CHICAGO - Researchers have come up with new technology that may one day help amputee war veterans: an artificial leg that reads brain signals, and it's already being tested out.
The bionic leg that can read your mind. When Zac Vawter wants to take a step, he thinks it and it happens.
"There's nothing special about it in the sense of what I've had to learn. I can just get up from a chair and walk," said Vawter.
He lost his leg in a motorcycling accident, but his brain is still sending commands to a leg that isn't there. The prosthetic has electrodes to read signals in his thigh, and a computer to process them and a mechanical leg to execute them.
On a monitor is a readout of the signals Vawter's leg is getting from his brain, when he thinks about moving.
Over time, a team of doctors and designers led by Dr. Levi Hargrove taught the computer which signals mean what.
"We can figure out using our pattern recognition if he was trying to move his ankle. So knee, ankle, doesn't matter. We learn the pattern and then we tell the bionic leg how to move," said Dr. Hargrove.
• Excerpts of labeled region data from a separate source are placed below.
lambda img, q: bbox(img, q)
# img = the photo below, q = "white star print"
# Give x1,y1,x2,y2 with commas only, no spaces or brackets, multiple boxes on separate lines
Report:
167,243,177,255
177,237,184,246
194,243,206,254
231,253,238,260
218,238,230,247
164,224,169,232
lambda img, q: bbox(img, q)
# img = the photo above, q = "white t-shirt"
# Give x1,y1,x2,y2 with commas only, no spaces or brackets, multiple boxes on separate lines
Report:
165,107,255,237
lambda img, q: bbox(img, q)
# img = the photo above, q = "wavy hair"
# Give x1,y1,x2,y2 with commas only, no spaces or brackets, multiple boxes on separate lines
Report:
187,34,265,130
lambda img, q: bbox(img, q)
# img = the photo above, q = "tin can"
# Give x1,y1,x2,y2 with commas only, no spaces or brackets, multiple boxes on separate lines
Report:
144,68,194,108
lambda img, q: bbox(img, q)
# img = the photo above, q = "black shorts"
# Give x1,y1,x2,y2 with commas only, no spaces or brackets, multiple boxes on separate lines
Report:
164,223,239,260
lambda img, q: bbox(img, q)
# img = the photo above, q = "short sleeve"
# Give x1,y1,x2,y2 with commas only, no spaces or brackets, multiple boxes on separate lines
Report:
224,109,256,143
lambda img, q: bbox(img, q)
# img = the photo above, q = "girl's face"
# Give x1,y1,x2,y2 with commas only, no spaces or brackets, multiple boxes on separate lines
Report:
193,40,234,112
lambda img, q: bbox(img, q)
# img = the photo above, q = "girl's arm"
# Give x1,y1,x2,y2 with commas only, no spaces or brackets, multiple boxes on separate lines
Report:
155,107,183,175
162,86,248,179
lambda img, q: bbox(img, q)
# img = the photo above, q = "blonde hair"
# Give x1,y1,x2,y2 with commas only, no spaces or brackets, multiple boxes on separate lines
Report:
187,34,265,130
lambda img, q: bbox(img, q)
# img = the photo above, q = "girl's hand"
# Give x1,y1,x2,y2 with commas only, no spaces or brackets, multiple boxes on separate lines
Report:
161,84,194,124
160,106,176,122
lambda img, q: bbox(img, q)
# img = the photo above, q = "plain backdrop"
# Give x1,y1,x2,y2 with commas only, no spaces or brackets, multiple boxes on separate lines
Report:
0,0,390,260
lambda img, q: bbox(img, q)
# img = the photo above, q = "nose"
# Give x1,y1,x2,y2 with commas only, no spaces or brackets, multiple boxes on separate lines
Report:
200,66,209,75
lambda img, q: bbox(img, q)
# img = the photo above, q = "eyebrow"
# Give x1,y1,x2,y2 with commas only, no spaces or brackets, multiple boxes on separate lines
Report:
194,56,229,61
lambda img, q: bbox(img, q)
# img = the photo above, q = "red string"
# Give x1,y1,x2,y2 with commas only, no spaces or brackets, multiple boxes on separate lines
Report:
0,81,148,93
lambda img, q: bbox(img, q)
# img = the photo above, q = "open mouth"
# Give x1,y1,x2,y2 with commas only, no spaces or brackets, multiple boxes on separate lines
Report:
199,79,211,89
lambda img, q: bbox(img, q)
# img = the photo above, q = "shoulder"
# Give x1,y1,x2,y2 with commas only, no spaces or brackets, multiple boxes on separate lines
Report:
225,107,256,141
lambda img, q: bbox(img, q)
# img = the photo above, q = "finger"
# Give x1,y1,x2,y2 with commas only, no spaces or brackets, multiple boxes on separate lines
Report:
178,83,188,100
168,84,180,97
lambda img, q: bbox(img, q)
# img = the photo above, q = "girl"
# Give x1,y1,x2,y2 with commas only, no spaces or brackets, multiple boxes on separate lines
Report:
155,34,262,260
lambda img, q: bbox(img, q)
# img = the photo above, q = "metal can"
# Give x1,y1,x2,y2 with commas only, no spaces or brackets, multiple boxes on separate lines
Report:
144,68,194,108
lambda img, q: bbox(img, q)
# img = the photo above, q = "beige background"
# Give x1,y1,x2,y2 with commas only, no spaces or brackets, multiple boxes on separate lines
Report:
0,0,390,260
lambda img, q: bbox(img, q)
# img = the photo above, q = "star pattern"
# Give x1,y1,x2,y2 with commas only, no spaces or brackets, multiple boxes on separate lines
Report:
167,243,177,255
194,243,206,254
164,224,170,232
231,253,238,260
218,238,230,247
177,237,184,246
"With this leg, it's, brings me right back to, basically in terms of interacting with stairs, right back to not having an amputation," said Vawter.
To prove it, Vawter climbed the stairs of one of the tallest buildings in America: the Willis Tower in Chicago.
It is kind of noisy and it's not flawless, but the designers say they are working on improvements, maybe even the ability to run. In three to five years, doctors hope to make these legs available to patients, including over 1,000 amputees from the wars in Iraq and Afghanistan.
"The wounded warriors, they've given so much, and anything we can do to help them, do a little bit better or a lot better, that's what we're trying to do," said Dr. Hargrove.
But for now, the bionic leg is still in the lab, in the test phase.
The U.S. Army is supporting the project with an $8 million grant.